I walked cautiously into the room, the floorboards creaking as Emily disappeared down the hallway. The room itself was furnished simply: a cast-iron bed covered by a simple green quilt, an armoire in one corner, a washbasin in another, and a gilt-plated, freestanding mirror in a third corner.
Katherine sat on her bed, facing the window, her back to me. Her legs were tucked under her short white nightgown and her long curls were loose over her shoulders.
I stood there, watching Katherine, then finally coughed.
She turned around, an expression of amusement in her dark, cat-like eyes.
“I’m here,” I said, shifting from one booted foot to the other.
“So I see.” Katherine grinned. “I watched you walk here. Were you frightened to be out after dark?”
“No!” I said defensively, embarrassed she’d seen me dart from tree to tree like an overcautious squirrel.
Katherine arched a dark eyebrow and held her arms out toward me. “You need to stop worrying.
Come here. I’ll help you take your mind off things,” she said, raising her eyebrow. I walked toward her as if in a dream, knelt on the bed, and hugged her tightly. As soon as I felt her body in my hands, I relaxed. Just feeling her was a reminder that she was real, that tonight was real, that nothing else mattered—not Father, not Rosalyn, not the spirits the townspeople were convinced roamed outside in the dark.
All that mattered was that my arms were around my love. Her hand worked its way down my shoulders, and I imagined us walking into the Founders Ball together. As her hand stopped at my shoulder blade and I felt her fingernails dig through the thin cotton of my shirt, I had a splitsecond image of us, ten years from now, with plenty of children who’d fill the estate with sounds of laughter. I wanted this life to be mine, now and forever. I moaned with desire and leaned in, allowing my lips to brush hers, first slowly, as we’d do in front of everyone when we announced our love at our wedding, and then harder and more urgently, allowing my lips to travel from her mouth to her neck, inching toward her snow-white bosom.
She grabbed my chin and pulled my face to hers and kissed me hard. I reciprocated. It was as if I were a starving man who’d finally found sustenance in her mouth. We kissed, and I closed my eyes and forgot about the future.

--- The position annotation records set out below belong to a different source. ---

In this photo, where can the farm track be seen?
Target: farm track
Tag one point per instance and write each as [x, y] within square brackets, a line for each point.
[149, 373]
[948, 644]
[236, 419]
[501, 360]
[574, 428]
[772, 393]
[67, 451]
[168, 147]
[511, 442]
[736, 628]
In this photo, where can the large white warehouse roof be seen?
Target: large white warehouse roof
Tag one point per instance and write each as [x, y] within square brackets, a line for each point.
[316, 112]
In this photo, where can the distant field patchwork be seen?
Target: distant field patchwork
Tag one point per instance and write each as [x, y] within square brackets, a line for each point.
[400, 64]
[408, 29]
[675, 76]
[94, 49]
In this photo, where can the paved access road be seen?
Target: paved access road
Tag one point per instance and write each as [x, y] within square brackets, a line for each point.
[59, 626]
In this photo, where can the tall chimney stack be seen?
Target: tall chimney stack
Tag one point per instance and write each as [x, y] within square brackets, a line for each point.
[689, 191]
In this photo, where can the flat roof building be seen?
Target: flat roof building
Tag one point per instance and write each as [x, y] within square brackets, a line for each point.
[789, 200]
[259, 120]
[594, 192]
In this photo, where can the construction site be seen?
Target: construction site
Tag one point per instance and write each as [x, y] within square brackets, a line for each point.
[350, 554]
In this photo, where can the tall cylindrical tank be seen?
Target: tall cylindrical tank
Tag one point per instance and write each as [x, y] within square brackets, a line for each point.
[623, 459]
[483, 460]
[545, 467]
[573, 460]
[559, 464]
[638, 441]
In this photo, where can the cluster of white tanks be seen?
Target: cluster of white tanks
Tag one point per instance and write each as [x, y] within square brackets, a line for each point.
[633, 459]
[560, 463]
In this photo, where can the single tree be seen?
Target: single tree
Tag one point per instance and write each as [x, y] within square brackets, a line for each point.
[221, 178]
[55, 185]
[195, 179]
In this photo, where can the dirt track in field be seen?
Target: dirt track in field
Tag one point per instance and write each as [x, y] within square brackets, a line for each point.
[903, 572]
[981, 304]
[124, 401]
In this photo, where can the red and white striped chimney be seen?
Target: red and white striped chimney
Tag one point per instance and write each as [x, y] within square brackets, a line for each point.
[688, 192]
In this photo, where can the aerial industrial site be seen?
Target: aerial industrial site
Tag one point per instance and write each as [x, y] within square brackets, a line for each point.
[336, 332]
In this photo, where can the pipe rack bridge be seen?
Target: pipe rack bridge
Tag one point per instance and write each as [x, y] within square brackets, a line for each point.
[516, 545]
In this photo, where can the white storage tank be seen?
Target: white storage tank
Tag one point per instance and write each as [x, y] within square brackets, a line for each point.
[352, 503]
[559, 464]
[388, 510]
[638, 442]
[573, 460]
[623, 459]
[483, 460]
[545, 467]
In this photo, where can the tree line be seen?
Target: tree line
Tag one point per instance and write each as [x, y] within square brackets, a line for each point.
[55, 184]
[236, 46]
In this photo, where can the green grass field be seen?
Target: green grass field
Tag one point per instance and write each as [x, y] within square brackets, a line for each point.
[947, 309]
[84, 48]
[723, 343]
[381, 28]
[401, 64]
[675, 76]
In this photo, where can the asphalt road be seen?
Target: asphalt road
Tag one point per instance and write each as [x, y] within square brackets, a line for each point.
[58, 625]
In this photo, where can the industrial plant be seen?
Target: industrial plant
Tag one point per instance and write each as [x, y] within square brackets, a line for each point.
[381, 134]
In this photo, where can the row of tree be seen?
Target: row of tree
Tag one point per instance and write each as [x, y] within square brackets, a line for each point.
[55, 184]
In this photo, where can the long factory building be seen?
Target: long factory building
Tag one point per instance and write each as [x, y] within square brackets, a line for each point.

All of a sudden, I felt a sharp pain on my neck, as if I were being stabbed. I called out, but Katherine was still kissing me. But no, not kissing, biting, sucking the blood from beneath my skin.
My eyes flew open, and I saw Katherine’s eyes, wild and bloodshot, her face ghostly white in the moonlight. I wrenched my head back, but the pain was unrelenting, and I couldn’t scream, couldn’t fight, could only see the full moon out the window, and could only feel the blood leaving my body, and desire and heat and anger and terror all welling up inside me. If this was what death felt like, then I wanted it. I wanted it, and that was when I flung my arms around Katherine, giving myself to her. Then everything faded to black.
16
It was the lone hoot of an owl—a long, plaintive sound—that caused my eyes to snap open. As my eyes adjusted to the dim light, I felt a pulsing pain on the side of my neck that seemed to keep time with the owl’s cries. And suddenly I remembered everything—Katherine, her lips drawn back, her teeth sparkling. My heart pounding as though I were dying and being born all at the same time. The awful pain, the red eyes, the dark black of a dead sleep. I glanced around wildly.
Katherine, clad only in a necklace and a simple muslin slip, sat just steps away from me at the basin, washing her upper arms with a hand towel. “Hello, sleepy Stefan,” she said coquettishly.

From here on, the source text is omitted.